Any such Committee shall be comprised entirely of outside Directors within the
meaning of Code Section 162(m) and applicable interpretive authority thereunder.
2.9 "Company" means Stone & Webster, Incorporated, a Delaware corporation,
and any successor thereto as provided in Article 13 herein.
2.10 "Covered Employee" means a Participant who, as of the date of payout
of a Final Award, is one of the group of "covered employees," as defined in the
regulations promulgated under Code Section 162(m), or any successor statute.
2.11 "Disability" shall have the meaning ascribed to such term in the
Participant's governing long-term disability plan, or if no such plan exists, at
the discretion of the Board.
2.12 "Effective Date" shall have the meaning ascribed to such term in
Section 1.1 hereof.
2.13 "Employee" means any employee of the Company or its Subsidiaries or
Affiliates. Directors who are employed by the Company shall be considered
Employees under this Plan.
2.14 "Exchange Act" means the Securities Exchange Act of 1934, as amended
from time to time, or any successor act thereto.
2.15 "Final Award" means the actual award earned during a Plan Year by a
Participant, as determined by the Committee following the end of the Plan Year.
2.16 "Participant" means an Employee who is actively participating in the
Plan.
2.17 "Plan" means the Stone & Webster, Incorporated Annual Incentive
Compensation Plan, as set forth herein.
2.18 "Plan Year" means the Company's fiscal year.
2.19 "Retirement" shall have the meaning ascribed to such term in the
Employee Retirement Plan of Stone & Webster, Incorporated and Participating
Subsidiaries.
2.20 "Subsidiary" means (a) a corporation, a majority of whose outstanding
stock entitled to elect a majority of its Board of Directors is at the time
owned by the party in question and/or by a subsidiary or subsidiaries of such a
party, and (b) a corporation, a substantial amount of the stock of which the
Company or its Subsidiaries owns or has an option to acquire.

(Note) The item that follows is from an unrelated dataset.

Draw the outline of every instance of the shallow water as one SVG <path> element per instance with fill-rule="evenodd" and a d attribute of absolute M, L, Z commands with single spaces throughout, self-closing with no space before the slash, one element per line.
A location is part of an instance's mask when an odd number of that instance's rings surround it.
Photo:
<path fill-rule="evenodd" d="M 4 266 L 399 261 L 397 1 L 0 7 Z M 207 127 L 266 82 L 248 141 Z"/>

2.21 "Target Incentive Award" means the award to be paid to Participants
when the Company meets "targeted" performance results, as established by the
Committee.
Article 3. Administration
3.1 The Committee. The Plan shall initially be administered by the
Compensation Committee of the Board. Subject to the terms of this Plan, the
Board may appoint a successor Committee to administer the Plan. The members of
the Committee shall be appointed by, and shall serve at the discretion of, the
Board.
3.2 Authority of the Committee. Except as limited by law or by the
Certificate of Incorporation or Bylaws of the Company, and subject to the
provisions herein, the Committee shall have full power to select Employees who
shall participate in the Plan; determine the size and types of Award
Opportunities and Final Awards; determine the terms and conditions of Award
Opportunities in a manner consistent with the Plan; construe and interpret the
Plan and any agreement or instrument entered into under the Plan; establish,
amend, or waive rules and regulations for the Plan's administration; and
(subject to the provisions of Article 8 herein) amend the terms and conditions
of any outstanding Award Opportunity to the extent such terms and conditions are
within the discretion of the Committee as provided in the Plan. Further, the
Committee shall make all other determinations which may be necessary or
advisable for the administration of the Plan. Except in the case of Covered
Employees, the Committee may delegate its authorities as permitted by law.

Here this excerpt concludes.